Travelling digital cultures
What happens when, in a centre focused on the digital culture, you can attend in the same afternoon to a talk on Indian dances, parkour and architectural design of social centers? It happens that academic debates like, for instance, those on the concept of culture (or digital culture) are put to work in practice and suddenly, suppressive things start to happen. Put in plain words: which is the relation of digital culture with Indian dances? The point is that the concept of digital culture has to be completely reformulated as we have to forget about digital technologies, even more, we have to forget about the digital and about the technologies and start to think in the body, start to think about far and distant locations and…
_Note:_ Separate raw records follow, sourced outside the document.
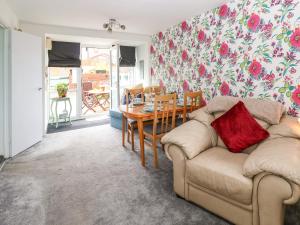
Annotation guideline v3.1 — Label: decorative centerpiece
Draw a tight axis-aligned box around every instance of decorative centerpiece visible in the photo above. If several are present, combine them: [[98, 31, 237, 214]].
[[56, 83, 68, 98]]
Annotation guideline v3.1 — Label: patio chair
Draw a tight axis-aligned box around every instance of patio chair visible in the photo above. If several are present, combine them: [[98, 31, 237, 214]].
[[81, 82, 99, 114]]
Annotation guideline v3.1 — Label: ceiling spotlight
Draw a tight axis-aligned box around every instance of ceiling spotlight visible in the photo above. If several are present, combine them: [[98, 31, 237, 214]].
[[103, 19, 126, 33]]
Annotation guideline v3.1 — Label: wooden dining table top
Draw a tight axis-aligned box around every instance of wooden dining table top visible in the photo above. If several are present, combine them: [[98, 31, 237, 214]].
[[119, 104, 183, 118], [87, 89, 109, 95]]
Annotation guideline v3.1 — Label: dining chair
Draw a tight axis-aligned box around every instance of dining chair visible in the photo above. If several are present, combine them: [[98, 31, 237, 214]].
[[125, 88, 144, 151], [144, 94, 176, 168], [183, 91, 203, 123]]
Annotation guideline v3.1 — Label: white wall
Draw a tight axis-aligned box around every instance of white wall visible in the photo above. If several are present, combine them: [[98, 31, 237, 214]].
[[0, 27, 4, 155], [0, 0, 19, 28]]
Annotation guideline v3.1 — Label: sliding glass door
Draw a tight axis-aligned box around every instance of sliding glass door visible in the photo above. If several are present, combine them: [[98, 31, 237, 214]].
[[110, 45, 120, 110], [0, 26, 5, 155], [110, 45, 140, 110]]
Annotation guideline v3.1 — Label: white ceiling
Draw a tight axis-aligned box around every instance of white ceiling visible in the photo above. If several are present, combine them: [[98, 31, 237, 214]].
[[46, 34, 145, 48], [7, 0, 225, 35]]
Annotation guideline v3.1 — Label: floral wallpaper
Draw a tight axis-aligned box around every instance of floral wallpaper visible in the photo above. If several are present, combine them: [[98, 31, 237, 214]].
[[150, 0, 300, 116]]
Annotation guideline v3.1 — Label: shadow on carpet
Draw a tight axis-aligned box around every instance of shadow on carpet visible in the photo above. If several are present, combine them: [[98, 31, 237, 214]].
[[47, 118, 110, 134]]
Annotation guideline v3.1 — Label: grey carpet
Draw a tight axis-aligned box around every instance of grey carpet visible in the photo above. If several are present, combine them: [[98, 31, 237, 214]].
[[0, 125, 300, 225], [47, 117, 110, 134]]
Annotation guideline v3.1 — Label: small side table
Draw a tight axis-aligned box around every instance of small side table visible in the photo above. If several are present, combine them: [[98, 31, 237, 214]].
[[51, 97, 72, 128]]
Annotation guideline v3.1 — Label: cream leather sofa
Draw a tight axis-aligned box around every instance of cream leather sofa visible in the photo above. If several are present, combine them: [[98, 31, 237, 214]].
[[162, 97, 300, 225]]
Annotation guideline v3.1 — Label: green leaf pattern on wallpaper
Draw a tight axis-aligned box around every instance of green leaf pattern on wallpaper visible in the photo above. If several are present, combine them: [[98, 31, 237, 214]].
[[150, 0, 300, 116]]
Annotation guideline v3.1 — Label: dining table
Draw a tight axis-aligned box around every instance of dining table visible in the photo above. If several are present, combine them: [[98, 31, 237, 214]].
[[119, 104, 191, 167]]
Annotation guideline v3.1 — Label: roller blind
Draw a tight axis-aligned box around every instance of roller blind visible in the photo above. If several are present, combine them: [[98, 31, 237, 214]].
[[120, 46, 136, 67], [48, 41, 81, 67]]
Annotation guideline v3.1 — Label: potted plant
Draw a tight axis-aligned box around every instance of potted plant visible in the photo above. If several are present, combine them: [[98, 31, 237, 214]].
[[56, 83, 68, 98]]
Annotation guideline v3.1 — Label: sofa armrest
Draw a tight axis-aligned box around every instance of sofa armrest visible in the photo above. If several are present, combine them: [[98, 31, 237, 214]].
[[161, 120, 214, 159], [243, 138, 300, 185], [252, 172, 299, 225]]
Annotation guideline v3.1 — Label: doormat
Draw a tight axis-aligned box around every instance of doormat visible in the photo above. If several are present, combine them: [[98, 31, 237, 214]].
[[47, 117, 110, 134]]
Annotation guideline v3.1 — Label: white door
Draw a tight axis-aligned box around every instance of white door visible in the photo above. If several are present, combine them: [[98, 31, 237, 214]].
[[10, 31, 43, 157]]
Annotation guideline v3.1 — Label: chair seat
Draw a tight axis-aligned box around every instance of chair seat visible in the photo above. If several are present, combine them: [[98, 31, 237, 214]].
[[187, 147, 253, 205], [175, 117, 183, 127], [127, 119, 137, 125]]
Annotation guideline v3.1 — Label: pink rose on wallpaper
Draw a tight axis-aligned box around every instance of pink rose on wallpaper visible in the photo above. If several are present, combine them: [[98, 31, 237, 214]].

So, how do we trace back the relation of Indian dances and parkour with digital culture? Well, in this particular case the relation is based in the notion of commons that it is commonly expresses as this kind of “things that does not belong to anybody and belong to everyone”. A key inspiration of his common is the free software. So, this is the starting point to arrive to Indian dances and parkour: free software. Now, we have to trace the journey, and here is when we start to find the most interesting issues, in all the complex and multiple translations (in Latour terms) that take place in terms of practices, narratives, places, persons and artefacts when we are doing this journey from the free software to the Indian dances and the parkour. How is it possible to imagine this analogy, between what happens in the free software and the Indian dances? Who imagine it? Which are the consequences in practice of this journey? This is the point, this is the journey we are embarked on.